Pressure-Induced Ductility

Abstract
The deformability of brittle composites, including a fiber-reinforced material, and the effect of plastic deformation on the tensile strength of such materials is investigated. The materials of interest are high-strength steel, carbide, and a composite of aluminum reinforced by 10 vol percent of Al3Ni fibers of 0.7 to 0.8 μ diameter. The Al-Ni composite was produced by unidirectional solidification. The plastic deformation was performed by hydrostatic extrusion into a receiver pressure. The effect of environmental pressure in inducing sound flow in otherwise brittle material is presented. When 50 percent reduction in area in the fibrous material was introduced by extruding into a receiver pressure of at least 150,000 psi, a sound product resulted.

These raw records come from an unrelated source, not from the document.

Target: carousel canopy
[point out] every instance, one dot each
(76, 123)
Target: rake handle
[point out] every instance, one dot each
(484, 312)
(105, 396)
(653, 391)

The micrographs indicate that the voids formed by fracture of the fibers were healed by flow of the aluminum matrix. For evaluation of the tensile test results, a strength equation for fibrous materials was introduced. This equation, developed by the upper bound approach, predicts both the strength of the composite and whether fibers will fracture. Both the strength and the fracture criterion are functions of volume ratio, strength ratio of the two constituents, geometry, and environmental pressure. The upper bound equation is general and includes the “rule of mixtures” as a special case. Correlation was found between predicted and measured strength for the billets tested. In general, the fibrous material after extrusion is more ductile than “as solidified” but has a lower strength. Shorter fibers are expected to yield lower strength and increased ductility.